Speaking of this red-hot economy, one bearish strategist says the January production data shows "the economy is firing on all cylinders" and "this means higher interest rates."
One economist has separated U.S. industrial production into the "old economy", which is manufacturing outside of computers and semiconductors, and the "new economy". He says the old economy was up 0.8% in January and that means it is "reving up" and joining the already blistering new economy.
He estimates that U.S. manufacturing stands 5% above its 4Q average. "After building momentum throughout 1999, the factory sector clearly entered 2000 with an impressive head of steam."
Inflation is the second worry of the week for the bond markets. PPI comes out Thursday and CPI on Friday.
Today Tuesday, the U.S. Bureau of Labor Statistics issued revisions to PPI and the new data show a slightly lesser increase in December, +0.1% versus the original +0.3%. Huh, revision no. 200 in as many days - the result of all revisions being the same, i.e. lower CPI. May be this is the best way to save social security. Screw the retirees with less payments while the speculators are rewarded with more via this manipulation. Great. Just great!
The revisions occurred because the BLS put new weights on product groups and set new monthly seasonal factors. The weights put less emphasis on crude oil and more on other "supplies." As expected, economists are now putting a new spin on January seasonals.

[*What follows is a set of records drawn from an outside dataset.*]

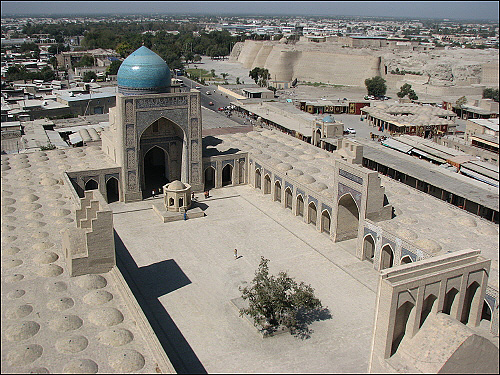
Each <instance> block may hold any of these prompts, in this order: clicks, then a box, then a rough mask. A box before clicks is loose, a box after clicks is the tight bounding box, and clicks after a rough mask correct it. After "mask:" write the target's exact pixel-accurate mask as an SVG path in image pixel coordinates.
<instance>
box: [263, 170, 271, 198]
mask: <svg viewBox="0 0 500 375" xmlns="http://www.w3.org/2000/svg"><path fill="white" fill-rule="evenodd" d="M264 194H271V177H269V175H268V174H266V175H265V176H264Z"/></svg>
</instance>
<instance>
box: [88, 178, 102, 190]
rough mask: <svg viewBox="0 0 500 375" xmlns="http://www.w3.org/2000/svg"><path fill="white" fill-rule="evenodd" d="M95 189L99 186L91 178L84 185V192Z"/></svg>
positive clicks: (96, 182) (94, 181)
mask: <svg viewBox="0 0 500 375" xmlns="http://www.w3.org/2000/svg"><path fill="white" fill-rule="evenodd" d="M97 189H99V184H98V183H97V181H96V180H94V179H93V178H91V179H90V180H88V181H87V182H86V183H85V190H97Z"/></svg>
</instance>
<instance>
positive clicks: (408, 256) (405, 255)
mask: <svg viewBox="0 0 500 375" xmlns="http://www.w3.org/2000/svg"><path fill="white" fill-rule="evenodd" d="M411 262H413V261H412V260H411V257H410V256H409V255H405V256H404V257H402V258H401V264H408V263H411Z"/></svg>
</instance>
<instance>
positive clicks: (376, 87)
mask: <svg viewBox="0 0 500 375" xmlns="http://www.w3.org/2000/svg"><path fill="white" fill-rule="evenodd" d="M365 86H366V89H367V90H368V95H373V96H384V95H385V93H386V92H387V85H386V84H385V79H383V78H382V77H378V76H377V77H373V78H367V79H365Z"/></svg>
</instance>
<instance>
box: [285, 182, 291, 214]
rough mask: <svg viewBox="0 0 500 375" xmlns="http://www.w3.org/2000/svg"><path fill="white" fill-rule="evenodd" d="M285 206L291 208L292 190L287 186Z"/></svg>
mask: <svg viewBox="0 0 500 375" xmlns="http://www.w3.org/2000/svg"><path fill="white" fill-rule="evenodd" d="M285 206H286V208H289V209H290V210H291V209H292V191H291V190H290V188H288V187H287V188H286V189H285Z"/></svg>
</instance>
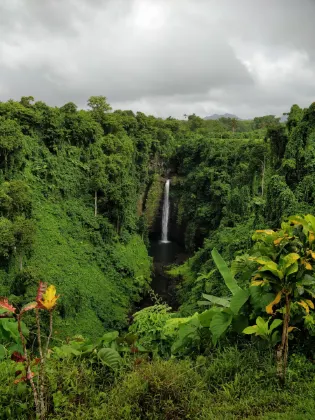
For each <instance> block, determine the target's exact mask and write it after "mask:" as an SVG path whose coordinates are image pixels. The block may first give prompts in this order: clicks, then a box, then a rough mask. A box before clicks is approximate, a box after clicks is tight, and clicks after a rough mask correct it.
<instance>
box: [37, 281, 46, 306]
mask: <svg viewBox="0 0 315 420" xmlns="http://www.w3.org/2000/svg"><path fill="white" fill-rule="evenodd" d="M46 289H47V283H44V282H43V281H40V282H39V285H38V289H37V296H36V302H37V303H39V301H40V300H42V299H43V295H44V293H45V292H46Z"/></svg>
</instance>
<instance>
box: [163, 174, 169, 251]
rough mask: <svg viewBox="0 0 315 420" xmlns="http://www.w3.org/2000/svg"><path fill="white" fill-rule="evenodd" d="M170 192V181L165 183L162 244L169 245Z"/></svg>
mask: <svg viewBox="0 0 315 420" xmlns="http://www.w3.org/2000/svg"><path fill="white" fill-rule="evenodd" d="M169 191H170V180H169V179H168V180H167V181H166V183H165V188H164V202H163V214H162V243H164V244H166V243H168V240H167V234H168V219H169V210H170V200H169Z"/></svg>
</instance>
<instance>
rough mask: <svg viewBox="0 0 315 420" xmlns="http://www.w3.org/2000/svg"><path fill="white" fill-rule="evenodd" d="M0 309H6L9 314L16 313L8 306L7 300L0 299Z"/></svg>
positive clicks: (8, 305) (9, 304) (13, 307)
mask: <svg viewBox="0 0 315 420" xmlns="http://www.w3.org/2000/svg"><path fill="white" fill-rule="evenodd" d="M0 308H3V309H6V310H7V311H8V312H11V314H14V313H15V311H16V308H15V307H14V306H12V305H10V304H9V301H8V299H7V298H0Z"/></svg>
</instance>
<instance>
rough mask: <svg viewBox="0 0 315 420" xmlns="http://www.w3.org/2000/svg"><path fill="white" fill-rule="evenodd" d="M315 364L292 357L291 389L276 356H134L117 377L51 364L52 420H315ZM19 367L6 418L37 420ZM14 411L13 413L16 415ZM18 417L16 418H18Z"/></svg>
mask: <svg viewBox="0 0 315 420" xmlns="http://www.w3.org/2000/svg"><path fill="white" fill-rule="evenodd" d="M314 373H315V365H314V364H313V363H312V362H310V361H308V360H307V359H306V358H305V357H304V356H300V355H293V356H291V358H290V363H289V370H288V378H287V383H286V385H285V386H280V385H279V382H278V381H277V379H276V375H275V374H276V372H275V365H274V360H273V355H272V354H271V353H269V352H268V351H267V352H266V351H262V350H259V349H257V348H256V347H252V346H248V347H244V348H242V349H240V348H239V349H238V348H236V347H227V348H225V349H222V350H216V351H215V352H214V353H213V354H212V355H211V356H208V357H204V356H200V357H198V358H197V360H195V361H191V360H179V361H178V360H161V359H159V360H154V361H148V360H146V359H145V358H139V356H136V357H135V358H127V359H125V361H124V364H123V366H122V367H121V369H120V370H119V371H117V372H116V373H114V372H111V371H109V370H107V369H106V368H104V367H102V366H101V365H98V364H95V363H93V364H92V363H91V362H90V361H89V360H86V359H79V358H77V359H68V360H64V361H63V362H61V361H56V360H54V359H51V360H49V363H48V378H49V386H48V390H49V403H50V417H49V418H51V419H78V418H82V419H90V418H93V419H96V420H97V419H100V420H101V419H106V420H147V419H156V420H159V419H161V420H162V419H163V420H164V419H168V420H179V419H189V420H192V419H194V420H199V419H201V420H241V419H257V420H258V419H259V420H278V419H279V420H280V419H288V420H300V419H303V420H304V419H306V420H311V419H313V418H314V415H315V380H314V377H315V375H314ZM13 380H14V364H13V362H11V361H6V362H2V363H1V364H0V384H1V385H0V402H1V404H2V406H3V407H6V410H4V411H2V412H1V414H0V419H12V420H13V419H17V418H20V419H29V418H32V417H31V413H32V412H33V410H32V403H31V395H30V392H29V388H28V387H26V386H25V384H21V386H19V387H18V388H14V387H15V386H14V385H13V384H12V382H13ZM8 413H11V414H8ZM10 416H11V417H10Z"/></svg>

One economist says the revised seasonals for January imply a slightly higher reading than we had been expecting for January PPI. He changed his forecast for January PPI to +0.2% versus +0.1%. He made no change to his estimate for core PPI at 0.0%. He reminded us that the updated seasonals for CPI will be released tomorrow.
Speaking of inflation and soaring heating oil bills, U.S. President Clinton is not promising any action! He said oil price trends are being monitored and he has not closed out any options. But sales from the U.S. Strategic Petroleum Reserve have been ruled out in the past.

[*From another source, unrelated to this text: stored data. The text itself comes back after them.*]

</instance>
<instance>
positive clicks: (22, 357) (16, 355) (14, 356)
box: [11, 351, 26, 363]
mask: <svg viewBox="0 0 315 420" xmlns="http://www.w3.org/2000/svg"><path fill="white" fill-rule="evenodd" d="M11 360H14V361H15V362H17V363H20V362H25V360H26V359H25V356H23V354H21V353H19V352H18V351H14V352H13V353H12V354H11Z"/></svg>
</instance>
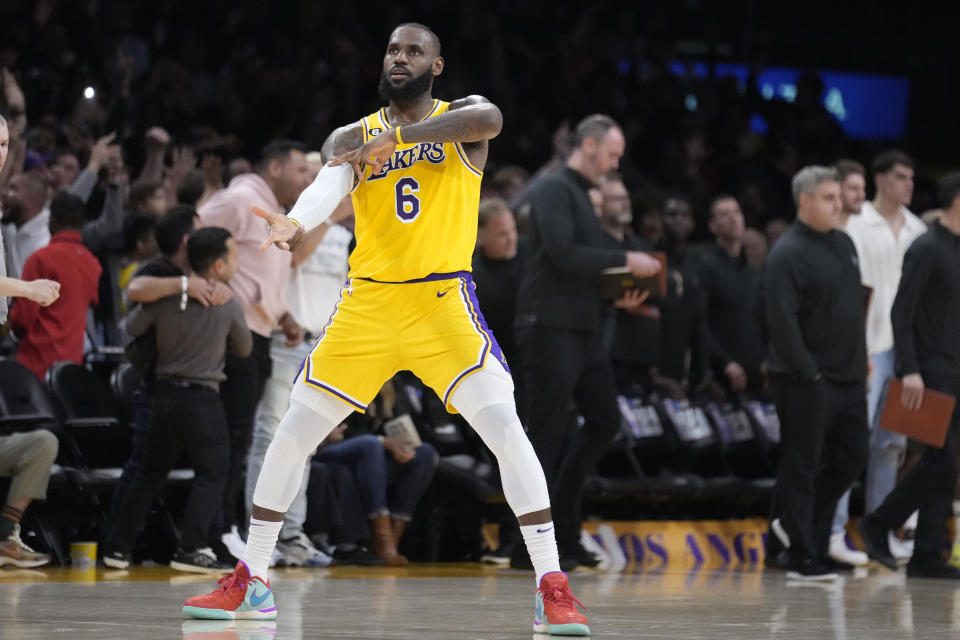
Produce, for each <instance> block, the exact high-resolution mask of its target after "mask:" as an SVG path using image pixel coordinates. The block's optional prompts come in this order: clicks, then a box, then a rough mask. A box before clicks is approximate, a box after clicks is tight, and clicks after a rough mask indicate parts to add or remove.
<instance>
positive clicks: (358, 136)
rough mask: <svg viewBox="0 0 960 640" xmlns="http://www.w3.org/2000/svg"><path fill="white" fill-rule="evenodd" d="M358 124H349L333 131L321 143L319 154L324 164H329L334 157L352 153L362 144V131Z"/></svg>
mask: <svg viewBox="0 0 960 640" xmlns="http://www.w3.org/2000/svg"><path fill="white" fill-rule="evenodd" d="M361 127H362V125H361V124H360V123H354V124H349V125H347V126H345V127H340V128H339V129H337V130H335V131H334V132H333V133H331V134H330V136H329V137H328V138H327V140H326V142H324V143H323V147H321V148H320V154H321V155H322V156H323V161H324V162H330V160H332V159H333V158H334V156H338V155H340V154H343V153H346V152H348V151H353V150H354V149H356V148H357V147H359V146H360V145H362V144H363V129H362V128H361Z"/></svg>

If that's the case, it's a good thing that Mr. Clinton is not up for re-election. Lots of those "American people" the politicians drone on about all the time are pretty upset about this oil problem! Amazing how the Western world is reacting to the OPEC with an extra emphasis on the word CARTEL. Perhaps they want the OPEC nations not to question the print-a-thon by accepting less of the stuff ($) they print more and more every day in return for the scarce commodity?
Don't forget Wednesday is the 2Y announcement. Some think the size may be reduced under the Treasury's new debt program. The Bond Market Association had recommended $14 billion, the same size as the January sale before the offering calendar was revamped. But some economists expect $13 billion, in line with the plan "to cut modestly the size of individual auctions of 2Y notes" that Treasury Under Secretary Gensler spoke about at the refunding press conference.
In other matters, on-line bond brokering and sales systems are talked about in Tuesday's Washington Post. The article claims dozens of new on-line companies are trying to gain entry to the bond business now. One of these on-line companies has filed suits against six Wall Street firms claiming that lack of price transparency in the U.S. bond trading industry has cost investors $40 billion over 2 years because they paid too much for bonds. Now wonder why bond players used to joke, "Dah bond biz has been berry, berry good to me."
Another interesting article was in the Wall Street Journal Tuesday. It reports that margin debt to buy stocks rose 7% in January to a record high level and it is up 36% since September.
But it appears it is not "mom and pop" utilizing the margin. It is mostly speculative accounts, in the fast moving technology arena, and hedge funds.
Talk From the Trenches is a daily compendium of chatter from Treasury trading rooms offered as a gauge of the mood in the financial markets. It is not hard, verified news.